Refco does business in the US, Canada, Bermuda and Europe and the company lists its Bermuda office as a private mail box at 48 Par-la-Ville Road, the offices of Mailboxes Unlimited.
Last week's debacle at the giant futures and commodities broker is adding new urgency to questions about how US brokerages and exchanges are policed.
The problem, said regulation experts and market academics, is simultaneously one of too much oversight and not enough.
"While we might have a lot of regulation, we don't have necessarily appropriate regulation that has real power to change," said Richard Ferlauto, director of pension and benefit policy at the American Federation of State, County and Municipal Employees labour union.
Under the present system, "self-regulatory organisations" (SROs) ? such as the New York Stock Exchange and NASD ? deal with the daily routine of policing brokerages and exchanges, while government agencies handle the big issues.
Refco, for instance, was subject to regulation from a dozen separate US exchanges, the NASD and the NYSE's regulatory unit, as well as the Commodity Futures Trading Commission and the Securities and Exchange Commission.
Yet, none of these regulators detected or was in a position to prevent the sudden downfall of New York-based Refco, a company whose business interests sprawl across so many markets that no single overseer had a good handle on them.
"We have too many people watching the pot," said Junius Peake, professor of finance at the University of Northern Colorado's Monfort College of Business.
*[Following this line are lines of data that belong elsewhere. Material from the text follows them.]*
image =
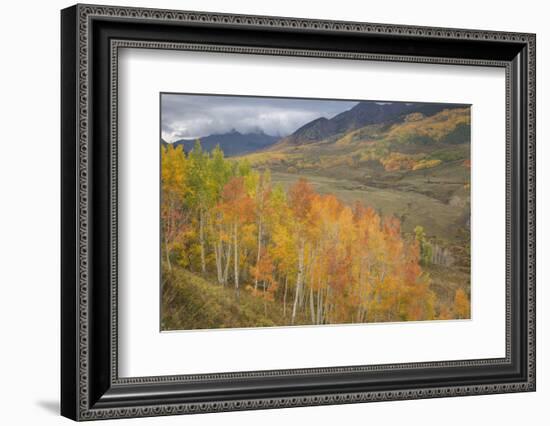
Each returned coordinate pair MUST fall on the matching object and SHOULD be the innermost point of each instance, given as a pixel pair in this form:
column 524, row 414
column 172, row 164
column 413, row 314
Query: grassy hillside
column 193, row 302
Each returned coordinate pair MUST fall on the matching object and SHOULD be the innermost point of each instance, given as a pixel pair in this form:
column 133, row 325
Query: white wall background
column 29, row 212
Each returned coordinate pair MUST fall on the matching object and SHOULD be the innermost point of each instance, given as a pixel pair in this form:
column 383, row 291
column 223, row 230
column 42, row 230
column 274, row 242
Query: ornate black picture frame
column 91, row 387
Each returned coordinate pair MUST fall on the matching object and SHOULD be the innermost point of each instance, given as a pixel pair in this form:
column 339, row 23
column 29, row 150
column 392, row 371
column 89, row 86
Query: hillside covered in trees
column 328, row 229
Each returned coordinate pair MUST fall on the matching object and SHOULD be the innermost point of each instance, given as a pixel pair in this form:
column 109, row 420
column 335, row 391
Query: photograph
column 283, row 211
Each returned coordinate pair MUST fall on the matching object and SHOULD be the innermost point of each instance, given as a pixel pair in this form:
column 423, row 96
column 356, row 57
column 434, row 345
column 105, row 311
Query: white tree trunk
column 201, row 238
column 236, row 257
column 299, row 280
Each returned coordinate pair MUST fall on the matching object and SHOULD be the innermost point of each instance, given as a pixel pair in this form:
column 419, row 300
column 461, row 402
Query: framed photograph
column 263, row 212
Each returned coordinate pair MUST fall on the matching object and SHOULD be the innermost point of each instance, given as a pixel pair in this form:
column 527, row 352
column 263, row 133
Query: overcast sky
column 193, row 116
Refco's stock price fell 70 percent last week after it put Chief Executive Phillip Bennett on leave for allegedly shuffling $430 million in debt on and off the books through a firm he controlled with the help of a hedge fund. Bennett was arrested last week and charged with securities fraud.
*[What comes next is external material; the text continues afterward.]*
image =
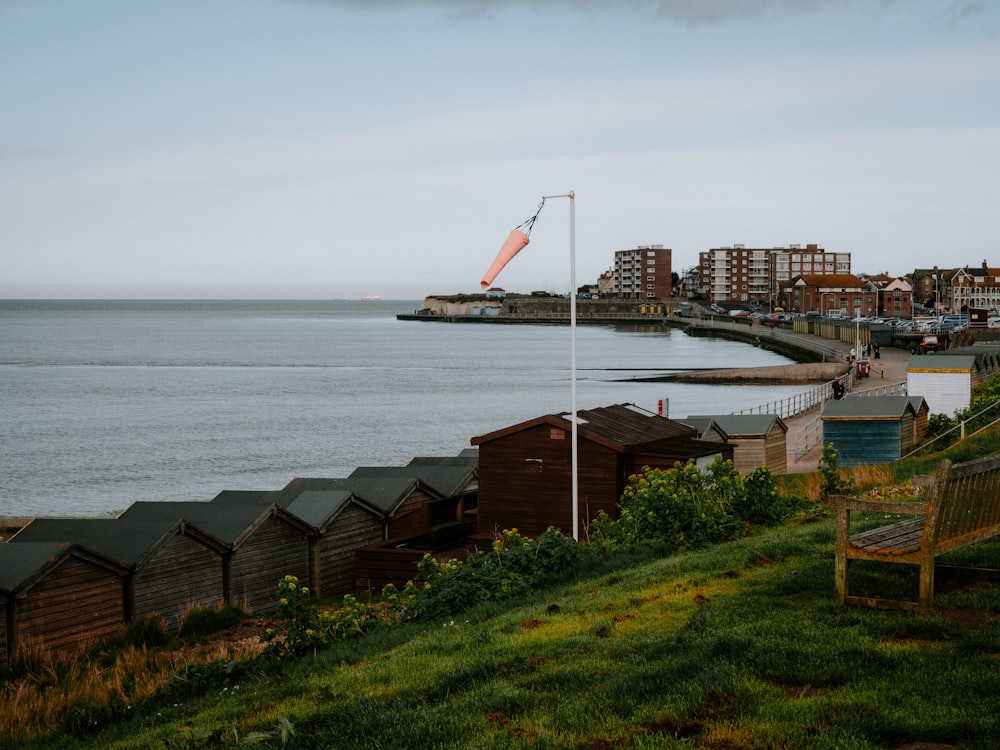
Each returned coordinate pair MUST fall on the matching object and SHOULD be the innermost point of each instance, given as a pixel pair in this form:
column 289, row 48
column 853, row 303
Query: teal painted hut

The scandal at Refco comes as Wall Street is gearing up for a renewed push this fall against "redundant regulation."
Hoping for a sympathetic ear from new SEC Chairman Christopher Cox, the Securities Industry Association, which represents brokerages, is expected within weeks to release a major survey critical of overlapping market oversight.
The association's survey looks set to appear just as the SEC, supreme US markets overseer, refocuses its attention after a quiet summer on the same subject.
SEC Commissioner Annette Nazareth this month said securities firms are showing interest in a rough outline issued earlier this year by the SEC for reshaping the SRO system.
The SEC's outline presents several possibilities ranging from maintaining the status quo to throwing all oversight duties on the SEC itself, with intermediate scenarios in between.
It is difficult to imagine, most experts say, designing a highly centralised system of policing the markets that would not be captive to special interests and overly bureaucratic.
"You can't just ask, wouldn't it be better if a perfect government agency took over regulation?... Imagine if one did. What would be the outcome? I'm dubious," said Matthew Spiegel, professor of finance at the Yale School of Management.
One SEC idea that is attracting interest is expanding the power of the NASD, making it a sort of super-SRO, while also forcing SROs to have more independent voices on their boards.
"We can have self-regulation, but the only way to do it right is to create an uber self-regulator like the NASD writ large," said Donald Langevoort, professor of law at Georgetown University, who added such a move would be difficult as other SROs would be reluctant to give up their jurisdiction.